On ne doit pas culpabiliser : tant mieux si on vit plus longtemps - mais ça ne va pas durer vu le carnage dans les conditions de travail, vu la misère de pans entiers de notre société et le retour de maladies qu’on croyait éradiquées. On ne doit pas culpabiliser sur le baby-boom et son corolaire le papy-mamy-boom : des bouffons aux ordres, incapables de prévoir les crises financières de ces trois dernières années, vont pérorer sur les naissances à venir en 2040 ? La France ne baiserait pas assez ?
Mozi, vous me demandez si je crois « aux mesures (au solutions) proposées... » Les solutions à quoi ?... Ah oui, les solutions aux problèmes du financement des retraites ?... C’est vrai, de Sarkozy à Strauss-Kahn, de Martine Aubry à Eric Woerth, on nous le répète, chacun à sa manière.
Je répète encore mon histoire Kiervel : un type seul, à lui tout seul, a réduit en cendre le cinquième du déficit des retraites de plus de 10 millions de dames et messieurs. La banque qui l’emploie affiche quand même des bénéfices. Mozi, vous ne trouvez pas alors un peu risible qu’on vienne nous parler d’un problème ? La vieille madame Bettencourt, elle file 1 milliard d’euros à un type, bof, comme ça - son magot ne diminue même pas, et pour cause : sa fortune est estimée entre 10 à 20 milliards d’euros selon les sources. Et cette pov’ dame elle a touché son crédit d’impôts : l’Etat lui a remboursé 30 millions d’euros. On ne va pas dresser la liste des bonus, des parachutes dorés qui se compte par centaines de milliers de smic, des chiffres qui donnent le vertige.
Y’a un ministre, Eric Woerth, qui est tout juste bon à couvrir les fraudes fiscales de madame Liliane Bettencourt, ou à diner avec Robert Peugeot, un pauvre héritier qui s’est fat voler pour 500.000 euros de lingots d’or. C’est ça ? c’est ce type là qui crie au problème des retraites ?... On se fout de notre gueule, alors là, mais grave ! Alors, Mozi, ne vous prenez pas la tête pour demander à « imaginer des alternatives crédibles », gardez vos forces, ne rentrez pas dans leur jeu.

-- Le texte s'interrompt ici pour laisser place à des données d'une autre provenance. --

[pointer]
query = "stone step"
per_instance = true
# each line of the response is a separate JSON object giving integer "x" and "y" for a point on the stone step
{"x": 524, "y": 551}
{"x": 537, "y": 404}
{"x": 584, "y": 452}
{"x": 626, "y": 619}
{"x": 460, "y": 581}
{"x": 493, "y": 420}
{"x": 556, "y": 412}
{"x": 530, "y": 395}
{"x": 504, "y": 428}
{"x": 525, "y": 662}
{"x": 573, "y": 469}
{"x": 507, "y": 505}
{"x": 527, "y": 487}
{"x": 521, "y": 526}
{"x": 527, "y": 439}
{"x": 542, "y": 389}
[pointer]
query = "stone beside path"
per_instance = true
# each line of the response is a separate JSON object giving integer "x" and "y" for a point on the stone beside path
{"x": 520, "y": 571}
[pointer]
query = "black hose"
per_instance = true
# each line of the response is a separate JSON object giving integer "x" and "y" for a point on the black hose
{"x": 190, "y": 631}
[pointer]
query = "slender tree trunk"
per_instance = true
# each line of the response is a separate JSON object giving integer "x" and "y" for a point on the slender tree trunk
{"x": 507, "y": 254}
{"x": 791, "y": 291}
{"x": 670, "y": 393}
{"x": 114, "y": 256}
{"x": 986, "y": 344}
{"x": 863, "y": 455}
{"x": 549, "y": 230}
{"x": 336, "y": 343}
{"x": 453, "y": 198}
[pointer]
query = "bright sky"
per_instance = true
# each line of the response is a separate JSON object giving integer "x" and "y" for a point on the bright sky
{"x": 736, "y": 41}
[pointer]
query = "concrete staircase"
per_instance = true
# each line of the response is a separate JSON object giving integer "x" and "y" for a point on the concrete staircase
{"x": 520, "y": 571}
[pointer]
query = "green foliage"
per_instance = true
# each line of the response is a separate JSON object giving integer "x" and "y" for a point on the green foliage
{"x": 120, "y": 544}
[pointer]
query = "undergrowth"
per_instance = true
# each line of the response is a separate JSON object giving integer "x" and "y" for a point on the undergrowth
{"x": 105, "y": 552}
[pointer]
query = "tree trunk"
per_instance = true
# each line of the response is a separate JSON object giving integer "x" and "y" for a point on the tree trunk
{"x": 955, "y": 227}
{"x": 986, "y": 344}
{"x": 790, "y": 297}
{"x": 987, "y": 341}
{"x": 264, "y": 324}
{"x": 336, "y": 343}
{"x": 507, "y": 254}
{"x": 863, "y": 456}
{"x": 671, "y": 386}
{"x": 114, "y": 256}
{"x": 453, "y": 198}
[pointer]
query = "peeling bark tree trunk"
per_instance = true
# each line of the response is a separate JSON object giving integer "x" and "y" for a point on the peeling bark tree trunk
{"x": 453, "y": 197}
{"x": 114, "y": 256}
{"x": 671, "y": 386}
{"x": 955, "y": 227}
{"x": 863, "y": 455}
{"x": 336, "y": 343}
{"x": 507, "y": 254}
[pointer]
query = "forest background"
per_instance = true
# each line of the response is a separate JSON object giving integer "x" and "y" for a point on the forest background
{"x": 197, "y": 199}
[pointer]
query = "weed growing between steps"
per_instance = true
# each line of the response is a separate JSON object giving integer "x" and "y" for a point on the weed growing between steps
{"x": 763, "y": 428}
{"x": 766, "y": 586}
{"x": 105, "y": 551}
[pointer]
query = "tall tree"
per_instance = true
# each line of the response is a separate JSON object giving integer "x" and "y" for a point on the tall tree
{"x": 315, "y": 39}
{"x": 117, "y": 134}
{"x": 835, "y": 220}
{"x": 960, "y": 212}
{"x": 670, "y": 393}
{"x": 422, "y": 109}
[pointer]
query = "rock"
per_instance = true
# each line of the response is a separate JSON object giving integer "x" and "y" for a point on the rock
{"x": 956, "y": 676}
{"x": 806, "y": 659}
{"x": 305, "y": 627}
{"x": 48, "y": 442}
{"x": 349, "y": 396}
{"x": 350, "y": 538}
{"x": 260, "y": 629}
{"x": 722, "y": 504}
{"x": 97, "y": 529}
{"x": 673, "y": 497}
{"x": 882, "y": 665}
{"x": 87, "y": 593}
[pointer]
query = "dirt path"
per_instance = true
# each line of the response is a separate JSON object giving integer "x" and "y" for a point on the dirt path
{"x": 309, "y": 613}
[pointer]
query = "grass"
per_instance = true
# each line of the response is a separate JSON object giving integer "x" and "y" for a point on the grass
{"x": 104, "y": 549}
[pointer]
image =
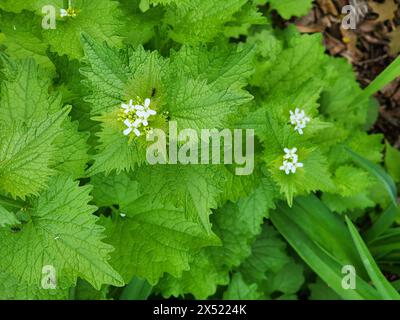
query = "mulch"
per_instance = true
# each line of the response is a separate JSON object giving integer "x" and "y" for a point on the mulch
{"x": 370, "y": 48}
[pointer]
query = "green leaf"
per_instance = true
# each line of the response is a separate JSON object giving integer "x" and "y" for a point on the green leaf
{"x": 319, "y": 253}
{"x": 238, "y": 289}
{"x": 392, "y": 160}
{"x": 27, "y": 154}
{"x": 384, "y": 221}
{"x": 385, "y": 289}
{"x": 200, "y": 20}
{"x": 237, "y": 225}
{"x": 137, "y": 289}
{"x": 62, "y": 233}
{"x": 23, "y": 38}
{"x": 289, "y": 8}
{"x": 153, "y": 239}
{"x": 378, "y": 172}
{"x": 7, "y": 218}
{"x": 100, "y": 19}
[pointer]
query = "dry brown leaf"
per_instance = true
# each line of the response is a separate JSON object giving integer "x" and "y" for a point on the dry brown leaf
{"x": 394, "y": 47}
{"x": 386, "y": 10}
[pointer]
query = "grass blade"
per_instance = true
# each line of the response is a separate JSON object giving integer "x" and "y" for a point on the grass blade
{"x": 378, "y": 172}
{"x": 383, "y": 223}
{"x": 328, "y": 267}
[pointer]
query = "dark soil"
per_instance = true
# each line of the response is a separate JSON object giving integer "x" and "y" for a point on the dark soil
{"x": 370, "y": 48}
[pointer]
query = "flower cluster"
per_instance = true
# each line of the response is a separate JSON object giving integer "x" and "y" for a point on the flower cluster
{"x": 299, "y": 120}
{"x": 70, "y": 12}
{"x": 290, "y": 161}
{"x": 135, "y": 116}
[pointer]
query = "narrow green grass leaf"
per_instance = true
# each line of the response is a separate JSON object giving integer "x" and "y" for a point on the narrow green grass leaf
{"x": 383, "y": 223}
{"x": 383, "y": 286}
{"x": 378, "y": 172}
{"x": 388, "y": 75}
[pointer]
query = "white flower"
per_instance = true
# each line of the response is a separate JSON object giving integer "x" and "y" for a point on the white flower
{"x": 290, "y": 161}
{"x": 131, "y": 128}
{"x": 139, "y": 114}
{"x": 63, "y": 13}
{"x": 127, "y": 107}
{"x": 299, "y": 119}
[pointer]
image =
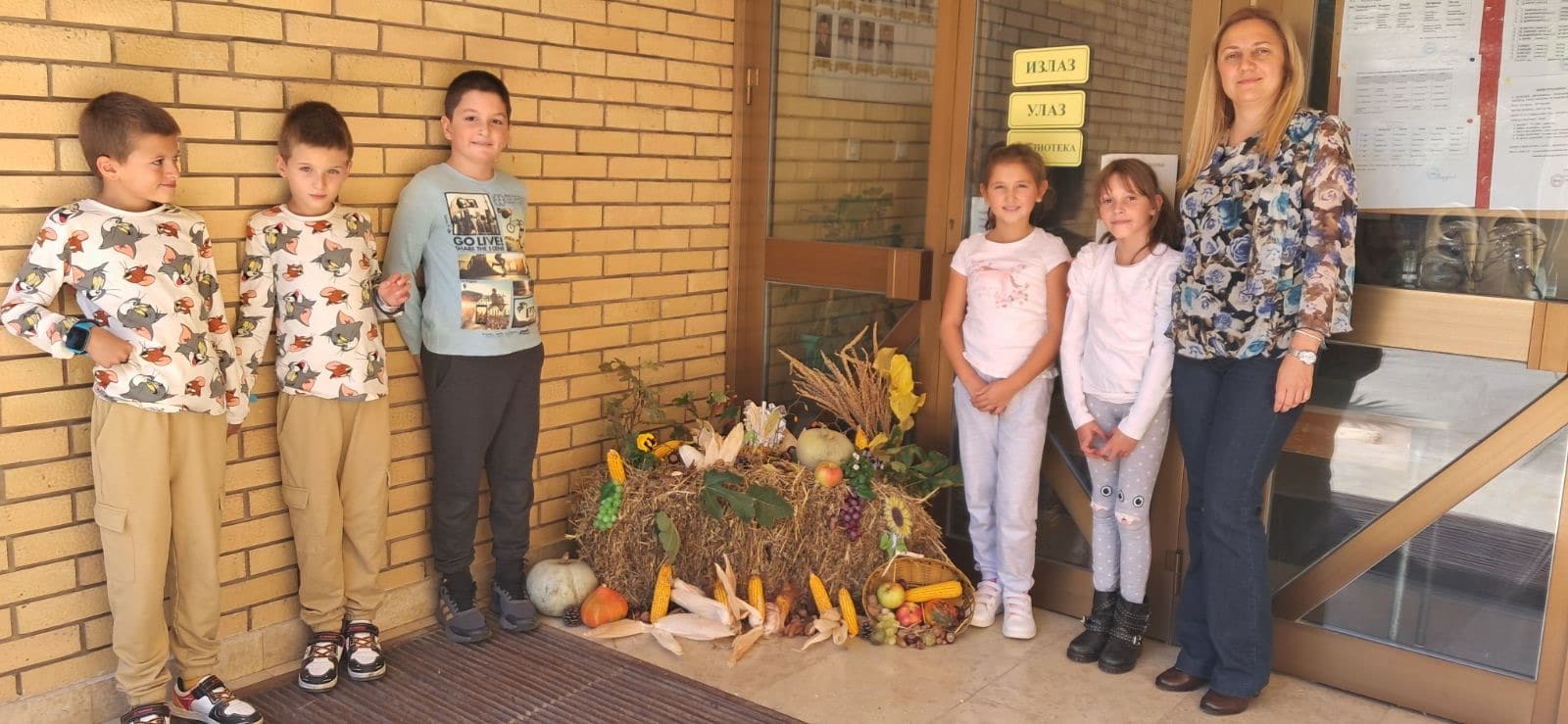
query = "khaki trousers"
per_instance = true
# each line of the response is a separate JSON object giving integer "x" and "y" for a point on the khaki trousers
{"x": 334, "y": 465}
{"x": 159, "y": 481}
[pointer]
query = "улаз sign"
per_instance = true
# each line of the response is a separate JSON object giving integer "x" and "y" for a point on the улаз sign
{"x": 1050, "y": 66}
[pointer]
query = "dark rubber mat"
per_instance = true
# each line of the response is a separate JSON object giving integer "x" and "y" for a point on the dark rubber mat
{"x": 541, "y": 676}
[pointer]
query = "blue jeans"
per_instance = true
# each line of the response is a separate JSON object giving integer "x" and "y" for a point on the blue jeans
{"x": 1231, "y": 439}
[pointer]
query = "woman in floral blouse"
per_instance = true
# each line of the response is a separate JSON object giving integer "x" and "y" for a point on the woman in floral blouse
{"x": 1269, "y": 214}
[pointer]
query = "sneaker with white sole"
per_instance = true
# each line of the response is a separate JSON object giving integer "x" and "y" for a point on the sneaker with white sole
{"x": 365, "y": 660}
{"x": 212, "y": 702}
{"x": 318, "y": 666}
{"x": 1018, "y": 616}
{"x": 988, "y": 599}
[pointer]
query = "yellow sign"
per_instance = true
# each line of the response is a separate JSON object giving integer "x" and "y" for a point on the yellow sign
{"x": 1047, "y": 110}
{"x": 1058, "y": 148}
{"x": 1051, "y": 66}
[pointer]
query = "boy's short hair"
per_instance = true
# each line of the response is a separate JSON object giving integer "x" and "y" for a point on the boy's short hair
{"x": 110, "y": 124}
{"x": 474, "y": 80}
{"x": 314, "y": 124}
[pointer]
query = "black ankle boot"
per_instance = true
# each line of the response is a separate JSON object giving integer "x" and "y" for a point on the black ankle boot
{"x": 1126, "y": 637}
{"x": 1097, "y": 627}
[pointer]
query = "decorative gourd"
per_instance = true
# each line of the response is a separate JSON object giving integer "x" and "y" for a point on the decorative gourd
{"x": 559, "y": 583}
{"x": 603, "y": 606}
{"x": 819, "y": 446}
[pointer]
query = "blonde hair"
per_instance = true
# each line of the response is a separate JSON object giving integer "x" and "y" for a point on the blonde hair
{"x": 1215, "y": 113}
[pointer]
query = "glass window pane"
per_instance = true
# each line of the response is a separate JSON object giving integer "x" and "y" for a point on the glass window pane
{"x": 1380, "y": 423}
{"x": 852, "y": 120}
{"x": 1473, "y": 585}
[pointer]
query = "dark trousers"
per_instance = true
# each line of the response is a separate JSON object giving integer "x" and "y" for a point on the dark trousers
{"x": 483, "y": 415}
{"x": 1231, "y": 439}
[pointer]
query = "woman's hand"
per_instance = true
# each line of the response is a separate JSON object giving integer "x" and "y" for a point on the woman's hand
{"x": 1293, "y": 384}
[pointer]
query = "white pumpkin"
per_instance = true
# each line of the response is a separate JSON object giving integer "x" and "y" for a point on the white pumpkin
{"x": 559, "y": 583}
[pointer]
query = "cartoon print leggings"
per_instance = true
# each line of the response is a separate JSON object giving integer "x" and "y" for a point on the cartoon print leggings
{"x": 1121, "y": 501}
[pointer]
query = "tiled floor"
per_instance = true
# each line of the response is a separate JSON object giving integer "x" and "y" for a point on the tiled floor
{"x": 984, "y": 679}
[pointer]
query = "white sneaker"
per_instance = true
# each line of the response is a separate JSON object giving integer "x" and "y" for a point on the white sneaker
{"x": 988, "y": 599}
{"x": 1018, "y": 621}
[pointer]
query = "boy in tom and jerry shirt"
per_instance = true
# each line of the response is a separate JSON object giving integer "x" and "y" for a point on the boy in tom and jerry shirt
{"x": 311, "y": 268}
{"x": 167, "y": 376}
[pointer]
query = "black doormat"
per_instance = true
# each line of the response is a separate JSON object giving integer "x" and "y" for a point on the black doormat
{"x": 541, "y": 676}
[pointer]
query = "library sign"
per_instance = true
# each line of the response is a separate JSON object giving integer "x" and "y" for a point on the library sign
{"x": 1050, "y": 121}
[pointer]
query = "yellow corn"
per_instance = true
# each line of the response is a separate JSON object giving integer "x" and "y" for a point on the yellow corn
{"x": 616, "y": 465}
{"x": 847, "y": 608}
{"x": 661, "y": 595}
{"x": 755, "y": 595}
{"x": 819, "y": 595}
{"x": 946, "y": 590}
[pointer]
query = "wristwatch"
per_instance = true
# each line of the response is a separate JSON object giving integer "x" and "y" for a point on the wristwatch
{"x": 77, "y": 337}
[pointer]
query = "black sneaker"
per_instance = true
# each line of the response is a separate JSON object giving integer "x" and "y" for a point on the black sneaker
{"x": 365, "y": 660}
{"x": 212, "y": 702}
{"x": 460, "y": 619}
{"x": 514, "y": 608}
{"x": 318, "y": 666}
{"x": 146, "y": 713}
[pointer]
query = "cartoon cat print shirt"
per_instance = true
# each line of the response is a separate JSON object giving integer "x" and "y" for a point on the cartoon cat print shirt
{"x": 314, "y": 277}
{"x": 149, "y": 279}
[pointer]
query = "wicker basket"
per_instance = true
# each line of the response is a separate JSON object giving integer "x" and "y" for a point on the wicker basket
{"x": 919, "y": 572}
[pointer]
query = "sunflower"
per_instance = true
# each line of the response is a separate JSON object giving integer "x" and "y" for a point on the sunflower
{"x": 896, "y": 512}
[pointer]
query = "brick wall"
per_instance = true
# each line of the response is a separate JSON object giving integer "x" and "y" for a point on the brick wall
{"x": 623, "y": 133}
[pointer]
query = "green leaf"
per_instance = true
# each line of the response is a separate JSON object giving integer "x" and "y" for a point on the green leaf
{"x": 770, "y": 507}
{"x": 668, "y": 536}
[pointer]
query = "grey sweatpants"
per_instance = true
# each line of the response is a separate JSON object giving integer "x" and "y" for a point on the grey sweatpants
{"x": 1120, "y": 502}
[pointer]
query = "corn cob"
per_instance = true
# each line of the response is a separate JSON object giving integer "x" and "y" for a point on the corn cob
{"x": 847, "y": 608}
{"x": 755, "y": 595}
{"x": 946, "y": 590}
{"x": 661, "y": 605}
{"x": 819, "y": 595}
{"x": 616, "y": 465}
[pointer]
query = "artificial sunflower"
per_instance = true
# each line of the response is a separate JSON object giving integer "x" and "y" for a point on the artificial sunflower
{"x": 896, "y": 512}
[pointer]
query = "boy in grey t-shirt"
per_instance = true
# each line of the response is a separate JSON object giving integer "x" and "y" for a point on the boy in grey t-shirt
{"x": 474, "y": 331}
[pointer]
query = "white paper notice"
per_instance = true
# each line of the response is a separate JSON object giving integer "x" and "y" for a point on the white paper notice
{"x": 1531, "y": 157}
{"x": 1413, "y": 133}
{"x": 1534, "y": 38}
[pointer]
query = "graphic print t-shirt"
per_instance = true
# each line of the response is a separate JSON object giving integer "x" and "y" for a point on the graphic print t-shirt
{"x": 1005, "y": 314}
{"x": 477, "y": 295}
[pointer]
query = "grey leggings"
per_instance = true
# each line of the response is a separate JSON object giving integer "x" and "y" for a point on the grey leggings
{"x": 1121, "y": 499}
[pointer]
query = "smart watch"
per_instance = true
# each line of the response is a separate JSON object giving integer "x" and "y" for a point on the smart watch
{"x": 77, "y": 337}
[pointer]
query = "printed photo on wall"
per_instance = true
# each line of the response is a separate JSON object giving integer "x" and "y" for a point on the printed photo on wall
{"x": 470, "y": 215}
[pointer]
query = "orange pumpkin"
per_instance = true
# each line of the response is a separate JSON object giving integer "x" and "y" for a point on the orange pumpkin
{"x": 603, "y": 606}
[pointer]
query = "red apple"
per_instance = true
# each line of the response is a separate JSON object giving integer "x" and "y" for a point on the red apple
{"x": 830, "y": 473}
{"x": 890, "y": 596}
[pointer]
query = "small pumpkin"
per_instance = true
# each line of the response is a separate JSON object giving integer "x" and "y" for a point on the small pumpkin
{"x": 603, "y": 606}
{"x": 559, "y": 583}
{"x": 941, "y": 613}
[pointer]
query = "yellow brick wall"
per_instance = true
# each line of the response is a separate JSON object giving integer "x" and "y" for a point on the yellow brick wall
{"x": 623, "y": 133}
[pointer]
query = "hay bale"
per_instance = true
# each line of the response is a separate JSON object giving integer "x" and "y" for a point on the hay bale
{"x": 627, "y": 555}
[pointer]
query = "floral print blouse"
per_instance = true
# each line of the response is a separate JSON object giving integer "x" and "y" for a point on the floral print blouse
{"x": 1269, "y": 245}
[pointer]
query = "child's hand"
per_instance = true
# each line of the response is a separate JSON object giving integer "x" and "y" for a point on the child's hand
{"x": 1089, "y": 434}
{"x": 993, "y": 399}
{"x": 394, "y": 290}
{"x": 1118, "y": 447}
{"x": 106, "y": 348}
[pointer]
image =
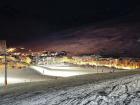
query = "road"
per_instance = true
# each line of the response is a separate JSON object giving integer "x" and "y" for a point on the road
{"x": 49, "y": 72}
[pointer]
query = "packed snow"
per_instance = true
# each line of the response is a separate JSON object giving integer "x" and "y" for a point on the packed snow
{"x": 121, "y": 91}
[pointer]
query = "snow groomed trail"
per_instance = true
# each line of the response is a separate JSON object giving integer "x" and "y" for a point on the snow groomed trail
{"x": 119, "y": 91}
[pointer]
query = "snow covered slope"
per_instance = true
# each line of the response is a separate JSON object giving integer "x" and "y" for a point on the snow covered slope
{"x": 122, "y": 91}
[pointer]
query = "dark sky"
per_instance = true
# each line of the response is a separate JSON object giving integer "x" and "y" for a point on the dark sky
{"x": 28, "y": 22}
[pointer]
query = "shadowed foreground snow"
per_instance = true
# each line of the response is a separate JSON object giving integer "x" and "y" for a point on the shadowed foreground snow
{"x": 122, "y": 91}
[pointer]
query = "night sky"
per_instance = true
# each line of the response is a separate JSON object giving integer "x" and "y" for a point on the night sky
{"x": 106, "y": 27}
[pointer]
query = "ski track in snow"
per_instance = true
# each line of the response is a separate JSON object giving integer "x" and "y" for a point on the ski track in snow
{"x": 123, "y": 91}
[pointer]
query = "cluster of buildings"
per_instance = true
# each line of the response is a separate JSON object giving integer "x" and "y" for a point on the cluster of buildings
{"x": 44, "y": 57}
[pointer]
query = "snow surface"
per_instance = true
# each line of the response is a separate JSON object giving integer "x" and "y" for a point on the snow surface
{"x": 122, "y": 91}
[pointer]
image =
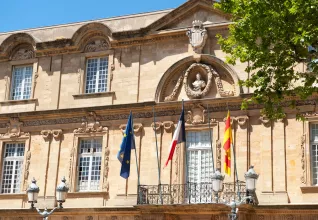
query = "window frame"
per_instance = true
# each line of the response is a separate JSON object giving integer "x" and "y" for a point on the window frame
{"x": 15, "y": 159}
{"x": 23, "y": 84}
{"x": 311, "y": 143}
{"x": 90, "y": 156}
{"x": 74, "y": 161}
{"x": 107, "y": 81}
{"x": 26, "y": 161}
{"x": 83, "y": 70}
{"x": 9, "y": 82}
{"x": 199, "y": 149}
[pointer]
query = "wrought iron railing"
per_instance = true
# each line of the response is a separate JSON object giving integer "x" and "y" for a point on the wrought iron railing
{"x": 189, "y": 193}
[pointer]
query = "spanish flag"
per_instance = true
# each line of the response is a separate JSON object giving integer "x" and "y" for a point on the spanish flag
{"x": 227, "y": 142}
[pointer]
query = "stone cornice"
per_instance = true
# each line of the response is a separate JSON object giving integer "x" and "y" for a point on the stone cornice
{"x": 140, "y": 111}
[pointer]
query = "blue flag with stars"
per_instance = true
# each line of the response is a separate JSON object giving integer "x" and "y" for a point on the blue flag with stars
{"x": 125, "y": 148}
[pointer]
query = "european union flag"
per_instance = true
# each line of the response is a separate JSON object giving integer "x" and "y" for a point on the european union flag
{"x": 125, "y": 148}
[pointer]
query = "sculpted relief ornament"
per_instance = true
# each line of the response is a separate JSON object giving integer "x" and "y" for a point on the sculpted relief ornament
{"x": 197, "y": 36}
{"x": 197, "y": 81}
{"x": 14, "y": 129}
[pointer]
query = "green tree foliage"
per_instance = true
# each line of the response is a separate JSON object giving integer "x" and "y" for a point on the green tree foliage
{"x": 273, "y": 36}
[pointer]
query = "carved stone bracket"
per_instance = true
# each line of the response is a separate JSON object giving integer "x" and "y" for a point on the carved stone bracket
{"x": 14, "y": 129}
{"x": 168, "y": 126}
{"x": 156, "y": 126}
{"x": 241, "y": 120}
{"x": 196, "y": 115}
{"x": 213, "y": 122}
{"x": 137, "y": 128}
{"x": 26, "y": 170}
{"x": 303, "y": 177}
{"x": 264, "y": 120}
{"x": 105, "y": 186}
{"x": 48, "y": 134}
{"x": 218, "y": 154}
{"x": 91, "y": 124}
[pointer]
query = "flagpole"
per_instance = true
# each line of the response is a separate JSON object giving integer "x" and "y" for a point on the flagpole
{"x": 137, "y": 167}
{"x": 211, "y": 139}
{"x": 159, "y": 173}
{"x": 235, "y": 168}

Gardons nos forces pour parler autour de nous, pour faire sortir de la tête des gens que eh bien oui, hélas, fo bien avouer, y’a un problème, et bla-bla-bla !... et bla-bla-bla... Y’a pour le moment une unique et simple réponse évidente : retrait de ce projet de réforme. Qu’on ait ensuite des interprétations différentes, ça semble naturel, mais on en est là : retrait de ce projet crapuleux, purement et simplement.